Morgan Stanley. [Photo: Shutterstock]

[DigitalToday reporter Yoonseo Lee] Global investment bank Morgan Stanley has started direct cryptocurrency trading on its online brokerage platform E*Trade.

BeInCrypto, a blockchain media outlet, reported on Tuesday that Morgan Stanley is applying a 50-basis-point fee per trade, or 0.5 percent, and is seeking to attract retail investors at lower costs than Coinbase, Robinhood and Charles Schwab.

The service is currently in a pilot phase for a small number of users. Bloomberg reported that an expansion to all 8.6 million E*Trade customers is expected in late 2026. The assets available for trading in the pilot are three tokens: bitcoin (BTC), ether (ETH) and solana (SOL).

Fee competitiveness is seen as central to the launch. Charles Schwab charges 75 basis points for spot bitcoin and ether trading that it started recently. Coinbase’s retail fees can exceed 0.5 percent depending on user tier and payment method. Robinhood promotes zero fees, but spreads are typically in the range of 35 to 95 basis points per trade. Fidelity’s separate crypto product charges about 1 percent per trade.

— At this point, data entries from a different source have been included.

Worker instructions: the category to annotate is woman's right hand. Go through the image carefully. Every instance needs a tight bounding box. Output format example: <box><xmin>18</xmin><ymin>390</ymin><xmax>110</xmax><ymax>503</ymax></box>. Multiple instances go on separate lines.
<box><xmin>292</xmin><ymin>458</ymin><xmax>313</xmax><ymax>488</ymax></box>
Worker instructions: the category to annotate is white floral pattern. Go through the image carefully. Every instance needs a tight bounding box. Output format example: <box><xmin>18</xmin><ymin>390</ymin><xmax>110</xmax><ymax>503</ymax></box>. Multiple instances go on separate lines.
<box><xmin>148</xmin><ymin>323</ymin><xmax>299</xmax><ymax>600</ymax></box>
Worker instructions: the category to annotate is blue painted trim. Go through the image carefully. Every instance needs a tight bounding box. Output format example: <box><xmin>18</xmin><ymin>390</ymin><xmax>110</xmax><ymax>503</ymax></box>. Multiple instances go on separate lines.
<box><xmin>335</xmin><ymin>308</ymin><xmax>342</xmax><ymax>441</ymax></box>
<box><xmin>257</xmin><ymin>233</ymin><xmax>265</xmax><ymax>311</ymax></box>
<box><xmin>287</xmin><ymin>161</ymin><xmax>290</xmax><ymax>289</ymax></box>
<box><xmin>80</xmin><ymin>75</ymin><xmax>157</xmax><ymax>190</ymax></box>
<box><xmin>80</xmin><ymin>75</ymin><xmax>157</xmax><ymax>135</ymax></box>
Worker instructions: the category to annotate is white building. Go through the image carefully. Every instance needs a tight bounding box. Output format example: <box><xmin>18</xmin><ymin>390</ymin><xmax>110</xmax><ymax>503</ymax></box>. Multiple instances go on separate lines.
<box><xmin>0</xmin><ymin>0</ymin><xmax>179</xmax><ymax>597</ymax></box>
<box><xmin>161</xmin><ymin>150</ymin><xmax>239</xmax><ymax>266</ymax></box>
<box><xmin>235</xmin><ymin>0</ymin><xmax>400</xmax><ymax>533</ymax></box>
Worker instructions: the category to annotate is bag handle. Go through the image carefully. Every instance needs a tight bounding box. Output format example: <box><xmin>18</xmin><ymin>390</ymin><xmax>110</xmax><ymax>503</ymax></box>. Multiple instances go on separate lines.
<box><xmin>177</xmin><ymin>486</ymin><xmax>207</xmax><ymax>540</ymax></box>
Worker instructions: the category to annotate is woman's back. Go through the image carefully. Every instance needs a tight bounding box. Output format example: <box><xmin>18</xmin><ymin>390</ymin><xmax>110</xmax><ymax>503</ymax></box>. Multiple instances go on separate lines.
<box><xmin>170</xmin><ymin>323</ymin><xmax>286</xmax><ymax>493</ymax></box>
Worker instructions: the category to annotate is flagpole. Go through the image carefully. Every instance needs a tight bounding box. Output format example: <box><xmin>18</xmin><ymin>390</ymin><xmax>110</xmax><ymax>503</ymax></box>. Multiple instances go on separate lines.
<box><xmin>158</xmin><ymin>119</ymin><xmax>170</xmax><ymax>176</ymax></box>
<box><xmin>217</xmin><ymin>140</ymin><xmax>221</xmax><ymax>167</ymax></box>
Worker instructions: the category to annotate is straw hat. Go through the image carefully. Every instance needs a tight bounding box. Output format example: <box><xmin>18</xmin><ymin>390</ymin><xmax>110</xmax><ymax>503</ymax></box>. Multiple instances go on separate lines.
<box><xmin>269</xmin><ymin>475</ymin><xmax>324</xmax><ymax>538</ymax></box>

Morgan Stanley linked its trading infrastructure to an external provider. Chicago-based infrastructure firm Zerohash is responsible for custody, liquidity and settlement. Morgan Stanley holds an equity stake in the company. Mastercard has also moved to acquire Zerohash, and the deal size is said to be about $2 billion.

The launch also ties in with Morgan Stanley’s crypto expansion strategy. Weeks before the E*Trade launch, it introduced a spot bitcoin exchange-traded fund called MSBT. The product was listed in April and has a total expense ratio of 0.14 percent, the lowest level in the U.S. market. Morgan Stanley has also filed separately for spot ether and solana ETFs. The assets available in the pilot, bitcoin, ether and solana, also match the assets it has filed for in the ETFs.

It also has an advantage in distribution. E*Trade provides Morgan Stanley with customer access that crypto exchanges would find difficult to match. About 16,000 Morgan Stanley internal advisers manage about $9.3 trillion in client assets, providing many routes to connect funds to the new trading service. The industry views E*Trade, given this point, as closer to a broad expansion of sales channels than a simple addition of a new feature.

Its pricing strategy is also aggressive. Morgan Stanley appears to have chosen to sacrifice some profitability to secure a share of the retail crypto market before rival banks respond in earnest. Such pricing is typically read as a signal that it is willing to accept margin compression. How much Coinbase and Robinhood adjust effective fees is expected to affect the pilot’s impact on the industry’s pricing structure.

Two points will be closely watched. They are the pace at which E*Trade’s pilot expands to all customers and how existing crypto trading platforms adjust fee and spread policies. As Morgan Stanley expands by bundling ETFs and brokerage trading around the same asset class, the push by traditional financial firms into the retail crypto market is raising the possibility of accelerating further.